ECLI: ECLI:NL:TGZRSGR:2012:YG2060
Datum uitspraak: 29-05-2012
Datum publicatie: 29-05-2012
Zaaknummer(s): 2011-167
Onderwerp: Onjuiste behandeling/verkeerde diagnose
Beslissingen:
Inhoudsindicatie: Klaagster verwijt de verpleegkundige  dat zij tijdens de vaccinatie onvoldoende alert is geweest waardoor aan de zoon van klaagster een onjuist vaccin is toegediend en een ander vaccin is onthouden. Voorts verwijt klaagster de verpleegkundige dat zij heeft nagelaten om een dubbele controle uit te voeren op door haar te gebruiken vaccins en onzorgvuldig is geweest in de registratie van de door haar toegediende vaccins en de fout pas drie dagen na het optreden daarvan aan het licht is gekomen. Klaagster verwijt de verpleegkundige tenslotte dat zij onvoldoende heeft gedaan om de zorgen die klaagster zich maakte over de gevolgen van de fout weg te nemen.

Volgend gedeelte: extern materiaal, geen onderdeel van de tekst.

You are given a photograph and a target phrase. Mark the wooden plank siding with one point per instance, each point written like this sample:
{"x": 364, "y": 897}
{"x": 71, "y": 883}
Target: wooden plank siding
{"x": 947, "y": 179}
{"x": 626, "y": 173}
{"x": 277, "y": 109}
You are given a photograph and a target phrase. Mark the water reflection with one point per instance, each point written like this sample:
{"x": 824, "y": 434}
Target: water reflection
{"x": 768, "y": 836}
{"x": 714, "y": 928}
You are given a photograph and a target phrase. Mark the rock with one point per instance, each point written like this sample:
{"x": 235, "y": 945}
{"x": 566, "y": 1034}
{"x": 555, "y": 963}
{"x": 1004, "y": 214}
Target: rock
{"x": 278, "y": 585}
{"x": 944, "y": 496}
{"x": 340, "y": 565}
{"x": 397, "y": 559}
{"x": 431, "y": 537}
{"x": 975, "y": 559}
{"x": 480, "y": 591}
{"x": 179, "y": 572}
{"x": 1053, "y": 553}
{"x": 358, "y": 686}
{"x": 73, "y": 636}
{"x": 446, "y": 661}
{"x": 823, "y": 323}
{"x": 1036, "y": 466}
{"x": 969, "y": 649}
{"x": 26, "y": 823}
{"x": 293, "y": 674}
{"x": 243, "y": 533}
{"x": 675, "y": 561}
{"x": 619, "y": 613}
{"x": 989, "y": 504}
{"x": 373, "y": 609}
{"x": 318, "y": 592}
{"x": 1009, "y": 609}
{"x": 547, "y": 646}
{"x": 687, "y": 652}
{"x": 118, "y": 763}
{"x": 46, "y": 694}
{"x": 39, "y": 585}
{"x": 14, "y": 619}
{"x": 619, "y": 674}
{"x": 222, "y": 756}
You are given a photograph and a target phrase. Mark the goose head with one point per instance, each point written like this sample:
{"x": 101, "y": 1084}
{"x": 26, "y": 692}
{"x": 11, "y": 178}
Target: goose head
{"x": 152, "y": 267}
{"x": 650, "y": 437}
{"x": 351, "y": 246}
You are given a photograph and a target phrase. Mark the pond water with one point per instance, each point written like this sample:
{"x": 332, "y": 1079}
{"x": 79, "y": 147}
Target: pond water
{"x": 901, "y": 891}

Waarschuwing.  

Datum uitspraak: 29 mei 2012

Het Regionaal Tuchtcollege voor de Gezondheidszorg te 's-Gravenhage heeft de navolgende beslissing gegeven inzake de klacht van:

A,

woonachtig te B,

klaagster,

tegen:

C, verpleegkundige

wonende te D,

de persoon over wie geklaagd wordt,

hierna te noemen de verpleegkundige.

1. Het verloop van het geding

Het klaagschrift is ontvangen op 19 augustus 2011. Namens de verpleegkundige heeft Mr. W.J. Boer, advocaat te Rotterdam, op de klacht gereageerd, waarna repliek en dupliek hebben plaatsgevonden. Partijen hebben geen gebruik gemaakt van de gelegenheid om in het vooronderzoek mondeling te worden gehoord. De mondelinge behandeling door het College heeft plaatsgevonden ter openbare zitting van 3 april 2012. Partijen zijn verschenen en hebben hun standpunten mondeling toegelicht. Klaagster werd bijgestaan door mr. M.H.M. Mook, verbonden aan ARAG Rechtsbijstandsverzekering te Leusden. De verpleegkundige werd bijgestaan door mr. de Boer voornoemd. Mr. Mook heeft een pleitnotitie overgelegd.

2. De feiten

Op vrijdag 29 juli 2011 heeft klaagster zich tot het consultatiebureau te E gewend voor een periodiek gezondheidsonderzoek (PGO) van haar zoon. Tijdens dit PGO zou  aan de zoon het DKTP-Hib (Pediacel) en Pneumokokken (Synflorix) vaccin worden toegediend. De verpleegkundige is gewoonlijk werkzaam bij de GGD F, locatie B. Op 29 juli 2011 viel zij in voor een collega op de locatie E.

Omdat het administratiesysteem RVP-online die vrijdag door de verpleegkundige niet kon worden opgestart, heeft zij de vaccinatiegegevens genoteerd op een vaccinatiekaart. Op maandag 1 augustus 2011 heeft de verpleegkundige de gegevens van de vaccinatiekaart alsnog ingevoerd in het administratiesysteem RVP-online. Toen bleek haar dat zij abusievelijk in plaats van DKTP-Hib (Pediacel) en Pneumokokkenvaccin (Synflorix), de vaccins DKTP-Hib (Pediacel) en  DKTP (Infanrix) had toegediend. Dit laatste vaccin wordt toegediend aan vierjarigen.

De verpleegkundige heeft direct na de ontdekking haar leidinggevende geïnformeerd. Vervolgens heeft zij contact opgenomen met de ent-administratie van het RIVM en hen om advies gevraagd. Het RIVM gaf aan dat het feit dat een dubbele dosis DKTP-Hib vaccin was toegediend, geen kwaad kon. Wel gaf het RIVM aan dat  het Pneumokken vaccin Synflorix, alsnog moest worden toegediend.

De verpleegkundige heeft vervolgens klaagster telefonisch ingelicht over de door haar gemaakte fout en heeft daarvoor haar excuses aangeboden. Zij heeft klaagster geïnformeerd over het feit dat het RIVM had aangegeven dat de foutieve toediening van de vaccins geen negatieve gevolgen voor het kind zou hebben. Later die dag heeft ook een arts van de GGZ nog contact opgenomen met klaagster om een verdere toelichting te geven en eventuele vragen te beantwoorden.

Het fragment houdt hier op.